I am participating on a team that’s looking at candidate software for the UW enterprise portal. The software that MyUW runs on was written in-house here, back before the term “portal” was even used in this context, and it makes little sense to pretend it is cost-effective for us to continue to develop our own code when there are other platforms that are widely used and supported, like Liferay and uPortal. There are also new needs for a web platform that allows easy integration of related applications, most pressingly in the area of research administration.
That being said, I keep wondering whether the concept of an enterprise web portal even makes sense anymore. We are at the beginning of a time where, instead of turning to monolithic portal sites that centralize information access and interaction, people increasingly consume information and applications in smaller bite-size pieces, distributed across multiple locations and devices. Individual gadgets show up now in Windows and Google, while Apple calls them Dashboard Widgets. These small “mini-applications” are characterized as being quick to develop and easy to deploy, making for low barriers to entry for information providers and consumers alike. Perhaps the best current examples of this trend are iPhone apps, which have grown to encompass apps for access to enterprise information as well as games and consumer interests. One notable trend is the bundling of specific pieces of content, like ebooks, as individual iPhone apps. People are selecting a variety of methods of interacting with different pieces of information, such as text messages on mobile phones, rss messages flowing into readers, and text-to-voice phone calls, in addition to traditional methods such as email or desktop web interfaces.

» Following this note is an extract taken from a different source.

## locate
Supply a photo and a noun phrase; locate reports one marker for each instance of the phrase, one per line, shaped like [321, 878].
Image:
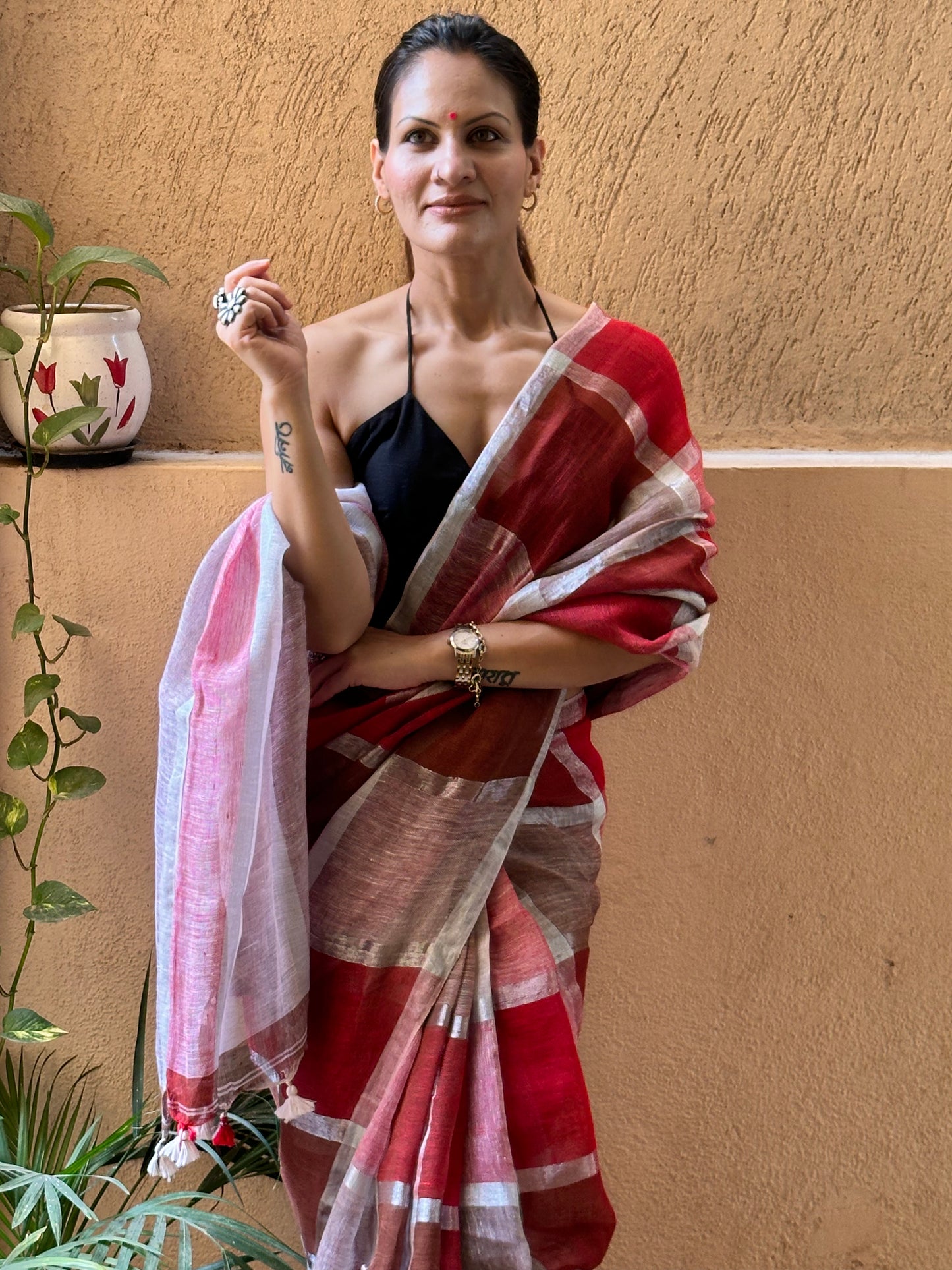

I can imagine a world where, for example, a UW grad student chooses to run the Course Registration App on her iPhone, gets SMS text message notifications of Husky volleyball and womens’ basketball scores, gets messages from her faculty through Facebook, receives notifications of grant opportunities on Twitter, and has access to her research data and apps for interacting with it via a web browser on her full-featured laptop.
It is at least conceivable, if not a foregone conclusion, that the future of enterprise portals lies more in the direction of a distribution hub instead of a single site where people interact with all of their information and applications. I think of this as being analogous to a take out counter as opposed to a full-service restaurant. Perhaps we should think of the Amazon or the iTunes App Store as the models for the portal of the future, where we can find the app or piece of content we need, see what the authors (or distributors) as well as other consumers have to say about it, and choose to download the appropriate version for the platform of choice.
Has anybody else been thinking along these lines?